Il 24/03/2014 07:04, Paul Eggert ha scritto:
* src/dfa.c (FETCH_WC, addtok_wc): Don't rely on undefined behavior
when converting an out-of-range value to 'int'.
(FETCH_WC, prepare_wc_buf): Don't rely on conversion state after
mbrtowc returns a special value, as it's undefined for (size_t) -1.
(prepare_wc_buf): Simplify test for valid character.
---
src/dfa.c | 42 ++++++++++++++++++++++++------------------
1 file changed, 24 insertions(+), 18 deletions(-)
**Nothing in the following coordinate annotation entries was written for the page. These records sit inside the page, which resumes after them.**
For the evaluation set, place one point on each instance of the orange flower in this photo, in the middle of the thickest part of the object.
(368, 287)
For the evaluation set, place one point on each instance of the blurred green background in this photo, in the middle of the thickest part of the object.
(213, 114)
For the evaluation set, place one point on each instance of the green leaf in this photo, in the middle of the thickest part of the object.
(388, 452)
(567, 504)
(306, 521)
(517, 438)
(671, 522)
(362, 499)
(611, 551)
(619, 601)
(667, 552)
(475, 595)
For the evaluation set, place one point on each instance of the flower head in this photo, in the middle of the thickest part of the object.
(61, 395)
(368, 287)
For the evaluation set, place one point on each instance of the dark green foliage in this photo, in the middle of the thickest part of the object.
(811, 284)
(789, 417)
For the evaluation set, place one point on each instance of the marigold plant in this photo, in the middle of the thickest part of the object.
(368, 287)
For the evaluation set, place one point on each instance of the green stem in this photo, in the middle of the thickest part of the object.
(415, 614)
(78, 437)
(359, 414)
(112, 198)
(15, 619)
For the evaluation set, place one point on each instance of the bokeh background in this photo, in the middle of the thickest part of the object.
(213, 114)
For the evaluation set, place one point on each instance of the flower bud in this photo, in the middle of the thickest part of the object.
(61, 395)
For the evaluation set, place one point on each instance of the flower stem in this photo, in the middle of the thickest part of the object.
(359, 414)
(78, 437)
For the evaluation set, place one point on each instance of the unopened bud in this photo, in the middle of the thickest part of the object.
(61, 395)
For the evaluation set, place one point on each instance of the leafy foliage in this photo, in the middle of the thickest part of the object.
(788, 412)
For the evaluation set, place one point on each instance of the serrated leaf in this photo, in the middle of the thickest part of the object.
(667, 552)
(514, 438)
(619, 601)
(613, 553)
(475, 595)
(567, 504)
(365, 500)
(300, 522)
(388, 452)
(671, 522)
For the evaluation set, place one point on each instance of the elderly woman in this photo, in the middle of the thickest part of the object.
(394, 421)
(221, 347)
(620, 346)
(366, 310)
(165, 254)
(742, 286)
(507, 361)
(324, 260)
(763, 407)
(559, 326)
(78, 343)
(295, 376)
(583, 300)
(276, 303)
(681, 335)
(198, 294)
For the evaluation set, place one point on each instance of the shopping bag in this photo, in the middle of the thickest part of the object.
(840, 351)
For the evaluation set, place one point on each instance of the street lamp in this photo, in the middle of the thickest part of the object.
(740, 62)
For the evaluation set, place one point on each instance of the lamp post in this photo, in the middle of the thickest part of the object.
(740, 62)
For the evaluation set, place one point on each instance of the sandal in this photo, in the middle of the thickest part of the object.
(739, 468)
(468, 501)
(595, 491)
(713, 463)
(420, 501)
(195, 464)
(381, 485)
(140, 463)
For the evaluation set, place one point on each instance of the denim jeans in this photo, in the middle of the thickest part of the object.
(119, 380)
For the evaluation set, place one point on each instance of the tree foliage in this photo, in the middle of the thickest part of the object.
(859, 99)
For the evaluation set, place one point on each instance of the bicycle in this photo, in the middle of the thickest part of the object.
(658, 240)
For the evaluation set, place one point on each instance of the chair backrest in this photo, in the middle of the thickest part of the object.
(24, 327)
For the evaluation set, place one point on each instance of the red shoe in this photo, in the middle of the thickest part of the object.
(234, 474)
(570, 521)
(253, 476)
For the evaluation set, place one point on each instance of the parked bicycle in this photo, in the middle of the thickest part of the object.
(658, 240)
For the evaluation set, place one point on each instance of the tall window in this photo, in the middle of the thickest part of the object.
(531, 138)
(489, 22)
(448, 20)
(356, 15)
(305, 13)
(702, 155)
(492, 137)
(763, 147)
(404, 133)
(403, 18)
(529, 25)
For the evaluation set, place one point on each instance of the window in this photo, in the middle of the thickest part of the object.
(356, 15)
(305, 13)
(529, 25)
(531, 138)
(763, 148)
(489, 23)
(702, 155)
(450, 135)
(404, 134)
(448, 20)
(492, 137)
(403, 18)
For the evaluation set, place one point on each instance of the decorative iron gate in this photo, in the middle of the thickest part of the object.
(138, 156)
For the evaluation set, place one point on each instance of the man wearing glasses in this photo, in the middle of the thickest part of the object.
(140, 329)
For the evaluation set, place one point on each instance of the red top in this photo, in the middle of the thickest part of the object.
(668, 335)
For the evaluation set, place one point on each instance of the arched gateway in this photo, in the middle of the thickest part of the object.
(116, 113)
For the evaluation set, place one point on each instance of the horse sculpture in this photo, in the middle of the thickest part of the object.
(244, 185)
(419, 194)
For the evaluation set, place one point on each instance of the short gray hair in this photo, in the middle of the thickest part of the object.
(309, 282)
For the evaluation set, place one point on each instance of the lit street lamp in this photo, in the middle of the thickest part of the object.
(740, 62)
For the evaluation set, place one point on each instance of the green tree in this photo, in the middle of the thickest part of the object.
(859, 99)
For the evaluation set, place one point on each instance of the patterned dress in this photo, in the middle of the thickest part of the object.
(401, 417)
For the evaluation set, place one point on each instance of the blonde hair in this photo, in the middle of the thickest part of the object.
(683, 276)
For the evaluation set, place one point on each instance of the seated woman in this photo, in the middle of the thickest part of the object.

diff --git a/src/dfa.c b/src/dfa.c
index 92ac1b9..0a2b8b8 100644
--- a/src/dfa.c
+++ b/src/dfa.c
@@ -807,7 +807,7 @@ static int minrep, maxrep; /* Repeat counts
for {m,n}. */
static int cur_mb_len = 1; /* Length of the multibyte
representation of
wctok. */
/* These variables are used only if (MB_CUR_MAX > 1). */
-static mbstate_t mbs; /* Mbstate for mbrlen. */
+static mbstate_t mbs; /* mbstate for mbrtowc. */
static wchar_t wctok; /* Wide character representation of
the current
multibyte character. */
static unsigned char *mblen_buf;/* Correspond to the input buffer in
dfaexec.
@@ -844,15 +844,18 @@ static unsigned char const *buf_end; /*
reference to end in dfaexec. */
else \
{ \
wchar_t _wc; \
- cur_mb_len = mbrtowc (&_wc, lexptr, lexleft, &mbs); \
- if (cur_mb_len <= 0) \
+ size_t nbytes = mbrtowc (&_wc, lexptr, lexleft, &mbs); \
+ bool valid_char = 1 <= nbytes && nbytes < (size_t) -2; \
I find these conditionals complicated to follow. In addition, a return
value of nbytes == 0 is valid, so I believe you should have simply
bool valid_char = nbytes < (size_t) -2;
or better:
+ if (! valid_char) \
if (nbytes >= (size_t) -2)